Subsec. (a)(20)(A). Pub. L. 109–248, §152(b)(1), struck out “unless an election provided for in subparagraph (B) is made with respect to the State,” before “provides procedures” in introductory provisions.

Pub. L. 109–248, §152(a)(1)(A)(i), which directed amendment of subpar. (A) by inserting “, including fingerprint-based checks of national crime information databases (as defined in section 534(e)(3)(A) of title 28),” after “criminal records checks” and substituting “regardless of whether foster care maintenance payments or adoption assistance payments are to be made on behalf of the child” for “on whose behalf foster care maintenance payments or adoption assistance payments are to be made” in the matter preceding “clause (I)”, was executed by making the insertion and substitution in the introductory provisions preceding cl. (i), to reflect the probable intent of Congress.

Subsec. (a)(20)(A)(i), (ii). Pub. L. 109–248, §152(a)(1)(A)(ii), inserted “involving a child on whose behalf such payments are to be so made” after “in any case”.

Subsec. (a)(20)(B). Pub. L. 109–248, §152(b)(2), redesignated subpar. (C) as (B) and struck out former subpar. (B) which read as follows: “subparagraph (A) shall not apply to a State plan if, on or before September 30, 2005, the Governor of the State has notified the Secretary in writing that the State has elected to make subparagraph (A) inapplicable to the State, or if, on or before such date, the State legislature, by law, has elected to make subparagraph (A) inapplicable to the State;”.

Pub. L. 109–248, §152(a)(2), inserted “, on or before September 30, 2005,” after “plan if” and “, on or before such date,” after “or if”.

Subsec. (a)(20)(C). Pub. L. 109–248, §152(b)(2), redesignated subpar. (C) as (B).

Pub. L. 109–248, §152(a)(1)(B), added subpar. (C).

Subsec. (a)(25). Pub. L. 109–239, §3, added par. (25).

Subsec. (a)(26). Pub. L. 109–239, §4(a)(1), added par. (26).

Subsec. (a)(27). Pub. L. 109–432 added par. (27).

Subsec. (c). Pub. L. 109–171, §7401(c)(2), added subsec. (c).

1999—Subsec. (a)(8). Pub. L. 106–169, §401(o), struck out “(including activities under part F of this subchapter)” after “part A, B, or D of this subchapter”.

Subsec. (a)(24). Pub. L. 106–169, §112(a), added par. (24).

1998—Subsec. (a)(23). Pub. L. 105–200 added par. (23).
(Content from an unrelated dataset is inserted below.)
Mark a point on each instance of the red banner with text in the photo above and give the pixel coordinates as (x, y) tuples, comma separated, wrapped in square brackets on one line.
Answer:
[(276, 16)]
1997—Subsec. (a)(15). Pub. L. 105–89, §101(a), amended par. (15) generally. Prior to amendment, par. (15) read as follows: “effective October 1, 1983, provides that, in each case, reasonable efforts will be made (A) prior to the placement of a child in foster care, to prevent or eliminate the need for removal of the child from his home, and (B) to make it possible for the child to return to his home;”.

Subsec. (a)(17). Pub. L. 105–33, §5591(b)(1), struck out “and” at end.

Subsec. (a)(18). Pub. L. 105–33, §5591(b)(3), redesignated par. (18), relating to preference to adult relatives, as (19).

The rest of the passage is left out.